Responding to a Bloomberg story, the DoubleLine Capital CEO questioned how private credit managers are "increasingly trading in and out of loans to offload troubled assets and pursue bargains.”

He wrote: "Bloomberg: ‘Private credit managers are increasingly turning to trading in and out of loans to dump troubled assets and hunt for bargains.' But ‘troubled assets' have recently been touted as ‘the opportunity.' And what ‘bargains' are out there that are not ‘troubled?'"

Apollo Global (NYSE:APO) and KKR & Co. (NYSE:KKR) are two prime examples of companies that have been in the news recently for buying and selling loans related to private credit.

Earlier this month, Apollo executives held discussions regarding the potential sale of its $3 billion MidCap Financial Investment (MFIC) fund, a publicly listed business development company (BDC) focused on private credit. 
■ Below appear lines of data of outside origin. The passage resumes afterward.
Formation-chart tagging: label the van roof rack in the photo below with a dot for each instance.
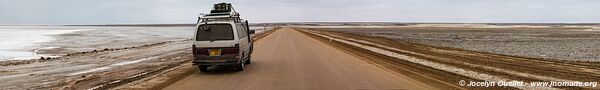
(221, 10)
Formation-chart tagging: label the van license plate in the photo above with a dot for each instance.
(214, 52)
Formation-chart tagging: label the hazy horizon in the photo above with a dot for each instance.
(76, 12)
Apollo purchased MidCap in 2013 to boost its direct lending platform. The fund is expected to attract interest from rival BDCs, with a potential deal structure in which the acquirer offers shares of its own fund as consideration.
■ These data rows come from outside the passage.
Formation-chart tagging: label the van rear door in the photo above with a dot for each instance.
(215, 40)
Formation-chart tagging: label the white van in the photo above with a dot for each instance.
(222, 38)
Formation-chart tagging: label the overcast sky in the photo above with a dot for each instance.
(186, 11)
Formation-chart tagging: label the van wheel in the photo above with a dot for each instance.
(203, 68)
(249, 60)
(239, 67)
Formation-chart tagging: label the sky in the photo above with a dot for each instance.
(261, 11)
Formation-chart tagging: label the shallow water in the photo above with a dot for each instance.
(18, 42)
The fund’s default rate climbed to 5.3% in the first quarter, up from 3.9% at the end of December, while management has spent part of the year buying back shares as they traded well below net asset value.

KKR Losses, Software Slump Raise Pressure on PE

KKR recently committed $300 million of its own capital to a private credit fund it manages with Future Standard, as the strategy faces pressure from rising loan defaults, which contributed to a $560 million loss in the first quarter. 
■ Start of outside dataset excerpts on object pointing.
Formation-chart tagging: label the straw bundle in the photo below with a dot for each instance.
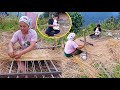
(34, 55)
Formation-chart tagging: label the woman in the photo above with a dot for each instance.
(27, 39)
(71, 48)
(97, 32)
(53, 27)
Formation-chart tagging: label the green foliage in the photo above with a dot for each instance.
(77, 21)
(116, 71)
(9, 23)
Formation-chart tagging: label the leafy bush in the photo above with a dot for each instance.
(77, 21)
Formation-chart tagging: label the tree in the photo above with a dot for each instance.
(77, 21)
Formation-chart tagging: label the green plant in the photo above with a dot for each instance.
(77, 21)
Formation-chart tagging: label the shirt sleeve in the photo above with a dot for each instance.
(75, 45)
(34, 36)
(14, 38)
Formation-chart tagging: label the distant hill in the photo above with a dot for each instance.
(96, 17)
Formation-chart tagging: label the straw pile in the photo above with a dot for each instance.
(105, 51)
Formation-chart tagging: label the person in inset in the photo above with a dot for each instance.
(53, 27)
(26, 37)
(97, 32)
(33, 16)
(71, 47)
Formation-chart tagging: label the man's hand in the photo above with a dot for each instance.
(18, 54)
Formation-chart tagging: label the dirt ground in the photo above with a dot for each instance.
(105, 52)
(5, 64)
(64, 23)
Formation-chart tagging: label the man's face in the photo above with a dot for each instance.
(23, 27)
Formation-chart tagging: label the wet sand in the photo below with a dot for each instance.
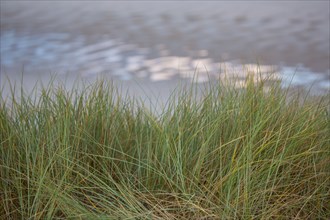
(161, 42)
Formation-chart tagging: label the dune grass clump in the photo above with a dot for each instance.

The software-as-a-subscription model that powered a multi-decade bull market depended on two assumptions: growing seat counts and annual price increases. AI threatens both. Software multiples have been halved. For the first time in decades, price-to-earnings ratios for software stocks sit below the broader market multiple.

Private equity poured trillions into software companies between 2018 and 2022. Every single one of those deals is now underwater "and probably by a lot," Steve Eisman said.

Eisman is the fund manager who called the subprime crash before anyone wanted to hear it.

Blackstone, KKR and Carlyle Group (NYSE:CG) were all down 25% or more in Q1. Oaktree's Howard Marks warned that private credit underwriting standards were "too low and setting the scene for a correction.